A regular sleep pattern is important to maintaining your health, mood and mental wellbeing.
Sleep can help boost your immune system, strengthen your heart, and reduces our chances of developing high blood pressure, diabetes, and obesity.
Getting a good night’s sleep can be extremely difficult and challenging when you work shifts. Your body is working against the circadian rhythm which is largely based on the light-dark cycle, which is sleep during the night, awake during the day.
If you’ve recently started working nights, or have been struggling to get good quality sleep during the day, here’s 9 sleep tips for shift workers that will help you get a better night’s sleep.
1. Stick To A Routine
Try to work the same shifts consistently, rather than jumping between different schedules.
Although this can be difficult to organise with your employer, it always pays dividends when it comes to sleep. Remember some pattern is better than no pattern, and the closer you can keep those patterns the better.
Wake up and go to bed at a similar time each day. Preparing your bedtime the same, encourages pattern recognition and gets the body ready for sleep. Try a light snack, a warm bath, brushing your teeth, soothing music.

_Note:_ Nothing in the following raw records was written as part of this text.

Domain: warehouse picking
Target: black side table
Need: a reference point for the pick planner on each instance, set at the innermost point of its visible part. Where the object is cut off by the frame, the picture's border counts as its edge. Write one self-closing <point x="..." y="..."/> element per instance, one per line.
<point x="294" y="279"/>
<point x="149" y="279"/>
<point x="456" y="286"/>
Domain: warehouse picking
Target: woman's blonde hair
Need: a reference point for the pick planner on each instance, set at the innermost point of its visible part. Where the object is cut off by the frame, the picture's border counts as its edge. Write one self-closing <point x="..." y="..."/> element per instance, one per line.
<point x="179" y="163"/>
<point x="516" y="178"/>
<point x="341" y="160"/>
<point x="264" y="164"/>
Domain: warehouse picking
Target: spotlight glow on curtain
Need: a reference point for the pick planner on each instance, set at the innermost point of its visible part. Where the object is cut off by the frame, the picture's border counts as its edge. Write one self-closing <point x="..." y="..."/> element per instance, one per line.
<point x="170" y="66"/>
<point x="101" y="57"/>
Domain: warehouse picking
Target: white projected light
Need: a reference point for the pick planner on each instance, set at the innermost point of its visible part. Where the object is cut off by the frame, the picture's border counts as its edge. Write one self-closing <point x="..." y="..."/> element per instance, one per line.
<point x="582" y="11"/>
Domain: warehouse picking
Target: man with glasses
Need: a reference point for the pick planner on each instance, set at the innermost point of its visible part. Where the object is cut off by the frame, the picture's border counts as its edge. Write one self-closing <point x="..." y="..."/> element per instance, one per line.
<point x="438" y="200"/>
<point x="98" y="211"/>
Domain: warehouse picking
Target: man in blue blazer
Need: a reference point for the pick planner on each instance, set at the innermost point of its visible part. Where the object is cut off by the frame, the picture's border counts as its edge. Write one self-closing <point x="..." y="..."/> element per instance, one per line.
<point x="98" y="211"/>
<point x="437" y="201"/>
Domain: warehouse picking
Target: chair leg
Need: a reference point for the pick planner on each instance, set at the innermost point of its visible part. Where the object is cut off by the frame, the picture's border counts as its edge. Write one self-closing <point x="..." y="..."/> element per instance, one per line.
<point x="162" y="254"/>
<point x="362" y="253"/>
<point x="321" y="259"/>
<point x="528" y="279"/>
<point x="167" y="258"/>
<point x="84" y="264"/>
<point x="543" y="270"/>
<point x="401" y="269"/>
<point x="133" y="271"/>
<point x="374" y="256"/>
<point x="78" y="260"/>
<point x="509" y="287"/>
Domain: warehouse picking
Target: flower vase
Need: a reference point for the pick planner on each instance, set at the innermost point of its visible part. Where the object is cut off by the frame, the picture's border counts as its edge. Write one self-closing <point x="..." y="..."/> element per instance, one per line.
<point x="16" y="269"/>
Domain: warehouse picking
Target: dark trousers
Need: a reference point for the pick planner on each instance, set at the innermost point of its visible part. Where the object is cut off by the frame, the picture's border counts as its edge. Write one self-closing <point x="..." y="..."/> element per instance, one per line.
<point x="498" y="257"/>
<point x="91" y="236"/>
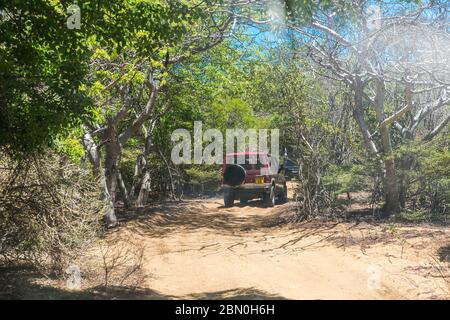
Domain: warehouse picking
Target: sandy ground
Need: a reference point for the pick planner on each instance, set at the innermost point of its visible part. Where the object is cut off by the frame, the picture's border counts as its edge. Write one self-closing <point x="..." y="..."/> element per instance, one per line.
<point x="197" y="249"/>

When you are returning to a natural day shift pattern, remember that bright light boosts alertness. Light alarm clocks and light boxes that mimic the sun’s spectrum and intensity can help to reset wake cycles (aim for ~2500 lux vs. normal lighting of ~150 lux).
2. Make Time To Relax
Take an hour or so to chill out and unwind after that long shift and make time to do the normal activities you enjoy, this can improve your mood and mind before sleep.
Relaxation exercises or meditation could be part of a wind-down to help you relax, when you concentrate on your breathing and regulate your breathing to the slowest and most comfortable rhythm, stress and anxiety disappears making the mind and body more relaxed and ready for sleep.

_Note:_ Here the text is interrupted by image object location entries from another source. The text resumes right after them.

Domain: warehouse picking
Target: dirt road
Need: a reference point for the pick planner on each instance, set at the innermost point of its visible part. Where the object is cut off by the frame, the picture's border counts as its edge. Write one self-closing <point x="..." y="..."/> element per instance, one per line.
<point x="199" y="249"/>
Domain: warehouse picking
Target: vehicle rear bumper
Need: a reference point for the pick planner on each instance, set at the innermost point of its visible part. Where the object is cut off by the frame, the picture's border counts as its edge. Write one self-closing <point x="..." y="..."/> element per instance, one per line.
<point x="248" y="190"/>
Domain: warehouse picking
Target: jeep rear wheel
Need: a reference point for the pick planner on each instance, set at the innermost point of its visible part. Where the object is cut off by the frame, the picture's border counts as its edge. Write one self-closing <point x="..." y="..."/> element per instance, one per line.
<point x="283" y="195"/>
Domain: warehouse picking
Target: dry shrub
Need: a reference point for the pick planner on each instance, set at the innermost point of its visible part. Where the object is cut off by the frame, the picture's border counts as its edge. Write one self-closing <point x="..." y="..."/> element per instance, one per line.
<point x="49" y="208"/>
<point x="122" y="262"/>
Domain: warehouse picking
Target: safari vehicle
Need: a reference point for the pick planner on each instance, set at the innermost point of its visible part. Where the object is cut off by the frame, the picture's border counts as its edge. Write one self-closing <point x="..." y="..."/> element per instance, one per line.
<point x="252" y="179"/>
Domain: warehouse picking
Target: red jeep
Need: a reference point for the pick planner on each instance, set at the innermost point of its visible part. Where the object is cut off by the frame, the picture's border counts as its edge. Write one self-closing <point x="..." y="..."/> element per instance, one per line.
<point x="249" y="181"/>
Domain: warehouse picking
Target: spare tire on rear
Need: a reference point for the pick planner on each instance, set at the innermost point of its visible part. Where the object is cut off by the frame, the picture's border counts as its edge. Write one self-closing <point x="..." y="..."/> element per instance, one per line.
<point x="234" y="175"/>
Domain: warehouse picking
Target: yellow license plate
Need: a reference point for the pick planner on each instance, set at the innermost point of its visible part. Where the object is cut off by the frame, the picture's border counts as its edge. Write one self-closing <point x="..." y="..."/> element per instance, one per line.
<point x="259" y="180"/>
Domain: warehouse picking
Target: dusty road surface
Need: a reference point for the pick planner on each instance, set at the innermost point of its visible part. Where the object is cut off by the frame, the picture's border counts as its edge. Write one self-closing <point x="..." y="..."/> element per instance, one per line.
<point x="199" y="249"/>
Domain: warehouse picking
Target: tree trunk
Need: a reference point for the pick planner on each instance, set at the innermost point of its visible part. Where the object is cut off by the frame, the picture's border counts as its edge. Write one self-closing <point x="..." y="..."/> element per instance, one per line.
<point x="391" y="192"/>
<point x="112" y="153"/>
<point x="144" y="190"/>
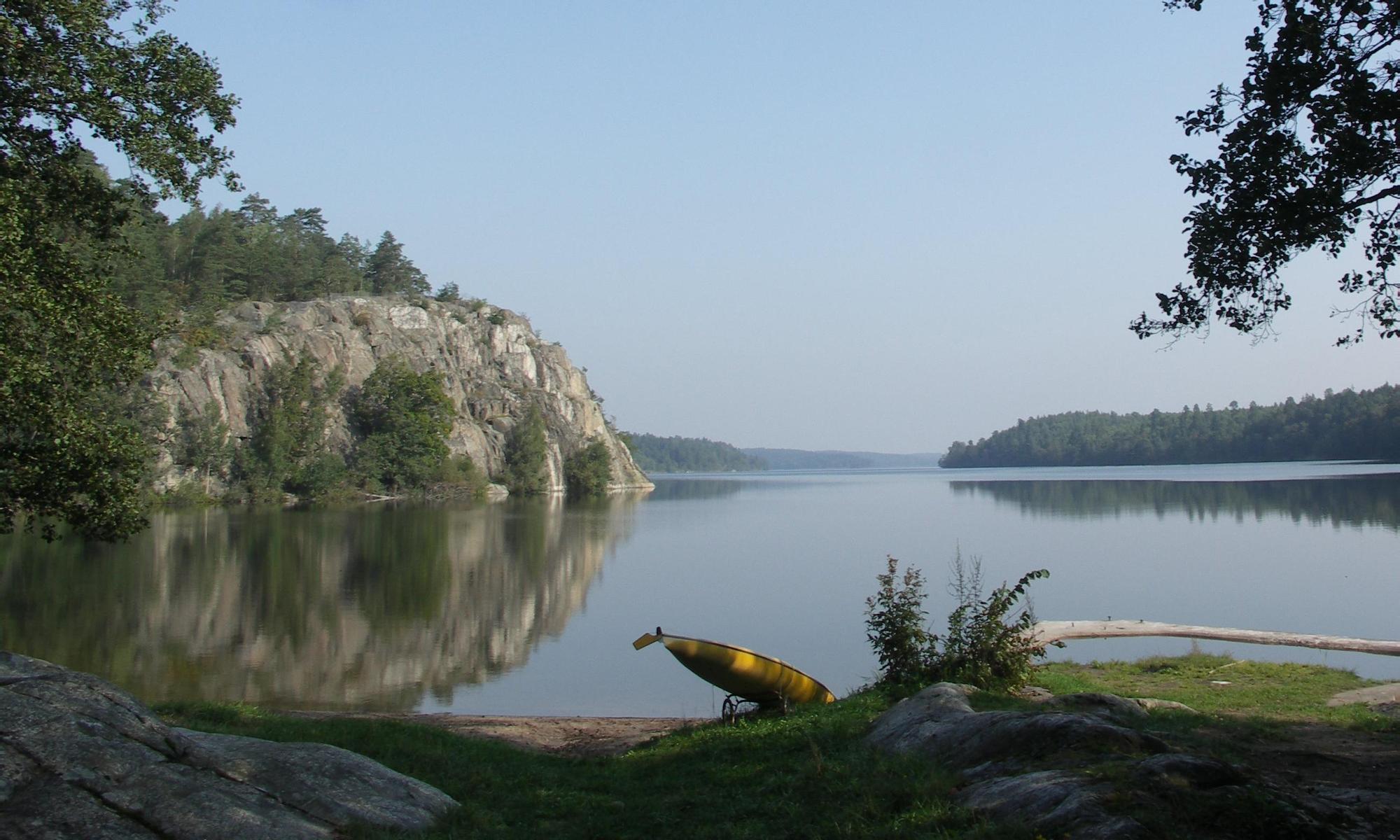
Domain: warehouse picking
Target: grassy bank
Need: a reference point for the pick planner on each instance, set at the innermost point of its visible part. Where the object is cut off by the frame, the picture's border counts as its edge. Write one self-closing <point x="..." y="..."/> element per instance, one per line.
<point x="806" y="775"/>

3. Perfect Your Sleeping Environment
To be able to sleep comfortably, regularly, and consistently your bedroom needs to be cool, dark and quiet.
The ideal bedroom temperature is around 16 – 18 degrees Celsius. Your bedding in autumn should be cosy and in winter you should add layers, a throw or bed cloths, to keep your bed at the correct temperature.
In the summer you should aim to keep things cooler with a lighter duvet or only a sheet. Bedding made from natural materials will help to maintain temperature.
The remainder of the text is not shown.